Professional Software Consulting

Bellsouth Mobility/Cingular Wireless/AT&T

2000-2006

Enterprise Systems

I was hired by Matrix Resources as a contractor to work for Bellsouth Mobility. Bellsouth's attitude was that contractors were easier to deal with than employees for a variety of reasons, and so most of us were contractors. I believe out of 28 people in our department, 25 were contractors. All this changed when Bellsouth Mobility merged with SBC wireless and changed names to Cingular. Contractors were highly encouraged to convert to be full time employees, and this I did. Several aquisitions later, I was an employee of AT&T.

Picture courtesy of Michael Pugh, www.globalgiants.com

The system I worked on was a middleware system responsible for retail activations. Originally developed in the early 1990's, it acted as a staging area for credit and activation activity for new customer signups, and was distinct from the billing system. The system was designed for 99.95% availability, and was especially designed to ensure that even if the billing or provisioning systems were unavailable, Cingular could still sell phones. Activations were cached in the system up until the point where the billing system could accept the requests again.

The core of the system was written in C and unix shell scripts, with over 30 distinct sub-systems to enable the various business rules and enable scalability and extensibility. It was a fascinating system, being created by very talented architects to handle very heavy loads quickly. It used an ISAM database as opposed to a database server primarily for speed reasons: at the time, the architects didn't want to introduce the latency issues associated with waiting for a database server to respond. In addition to the middleware servers, it also communicated with the credit authorization system, Bellsouth LandLine (the parent company), and Equifax.

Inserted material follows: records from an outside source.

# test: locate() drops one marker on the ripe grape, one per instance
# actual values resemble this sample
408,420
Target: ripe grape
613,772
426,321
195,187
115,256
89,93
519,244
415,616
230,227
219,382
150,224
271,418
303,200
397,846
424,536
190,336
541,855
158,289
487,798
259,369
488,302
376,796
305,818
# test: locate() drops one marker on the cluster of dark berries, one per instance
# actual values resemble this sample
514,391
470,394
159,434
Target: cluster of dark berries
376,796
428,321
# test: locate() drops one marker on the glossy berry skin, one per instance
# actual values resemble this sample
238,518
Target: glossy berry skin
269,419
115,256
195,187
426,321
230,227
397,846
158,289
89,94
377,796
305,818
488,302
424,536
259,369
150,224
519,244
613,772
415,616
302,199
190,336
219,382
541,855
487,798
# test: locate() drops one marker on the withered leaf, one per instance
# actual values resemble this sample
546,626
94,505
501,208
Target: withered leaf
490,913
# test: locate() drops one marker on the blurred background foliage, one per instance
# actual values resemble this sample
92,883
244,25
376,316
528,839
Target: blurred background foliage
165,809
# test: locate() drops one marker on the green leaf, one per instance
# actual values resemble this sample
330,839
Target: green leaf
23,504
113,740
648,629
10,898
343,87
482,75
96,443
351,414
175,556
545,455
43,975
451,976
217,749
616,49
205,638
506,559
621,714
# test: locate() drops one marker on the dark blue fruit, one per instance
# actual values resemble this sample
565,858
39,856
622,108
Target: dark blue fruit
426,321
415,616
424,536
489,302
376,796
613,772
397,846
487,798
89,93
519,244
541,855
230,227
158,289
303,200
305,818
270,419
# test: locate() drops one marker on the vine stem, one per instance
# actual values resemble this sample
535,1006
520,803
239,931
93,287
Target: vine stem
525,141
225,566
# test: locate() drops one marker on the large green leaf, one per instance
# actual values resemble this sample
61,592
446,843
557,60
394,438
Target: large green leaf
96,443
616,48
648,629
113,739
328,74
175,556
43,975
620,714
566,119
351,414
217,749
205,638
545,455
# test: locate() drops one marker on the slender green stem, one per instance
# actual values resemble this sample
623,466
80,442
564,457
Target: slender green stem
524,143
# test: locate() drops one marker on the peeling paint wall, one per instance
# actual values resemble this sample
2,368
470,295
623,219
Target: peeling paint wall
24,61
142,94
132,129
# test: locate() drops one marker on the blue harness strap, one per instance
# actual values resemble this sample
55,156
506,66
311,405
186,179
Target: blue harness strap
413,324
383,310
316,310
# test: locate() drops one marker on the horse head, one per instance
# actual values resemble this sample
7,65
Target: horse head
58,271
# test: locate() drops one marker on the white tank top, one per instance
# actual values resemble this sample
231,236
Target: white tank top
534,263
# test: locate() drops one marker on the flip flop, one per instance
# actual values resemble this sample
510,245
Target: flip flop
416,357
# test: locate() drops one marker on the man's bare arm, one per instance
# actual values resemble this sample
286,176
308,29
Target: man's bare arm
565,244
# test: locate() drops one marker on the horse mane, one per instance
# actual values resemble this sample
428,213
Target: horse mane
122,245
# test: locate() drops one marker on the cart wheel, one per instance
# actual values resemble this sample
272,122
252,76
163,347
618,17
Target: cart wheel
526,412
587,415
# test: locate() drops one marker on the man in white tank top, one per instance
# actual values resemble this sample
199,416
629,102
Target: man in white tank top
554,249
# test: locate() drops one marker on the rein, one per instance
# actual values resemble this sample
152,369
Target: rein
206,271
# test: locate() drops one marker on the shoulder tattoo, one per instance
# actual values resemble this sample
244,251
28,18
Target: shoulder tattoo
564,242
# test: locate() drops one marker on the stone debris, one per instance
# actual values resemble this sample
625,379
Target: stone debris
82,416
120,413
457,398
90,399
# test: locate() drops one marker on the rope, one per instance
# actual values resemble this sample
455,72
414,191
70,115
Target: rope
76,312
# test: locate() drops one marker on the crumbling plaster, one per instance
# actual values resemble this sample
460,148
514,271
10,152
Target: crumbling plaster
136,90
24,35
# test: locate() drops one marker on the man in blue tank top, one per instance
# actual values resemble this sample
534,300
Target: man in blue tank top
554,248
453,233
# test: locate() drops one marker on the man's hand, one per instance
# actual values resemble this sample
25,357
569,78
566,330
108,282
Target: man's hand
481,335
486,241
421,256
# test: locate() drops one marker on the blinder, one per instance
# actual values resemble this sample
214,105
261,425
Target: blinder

The machines on which we ran the code were the largest Solaris boxes available at the time. At the time I left, each of the production boxes had 24 CPU's and 32 GB of memory. Because the system was not designed as a long-term datastore, the amount of disk allocated in the SAN was relatively minor - perhaps 200 GB or so, but it had to be fast. While it was initially fun to work on a machine that cost more than my house, I learned that the price of these large systems came in keeping them up. While our application was designed for 99.95% availability, it didn't always achieve that. There are many things that can go wrong that have nothing to do with your code.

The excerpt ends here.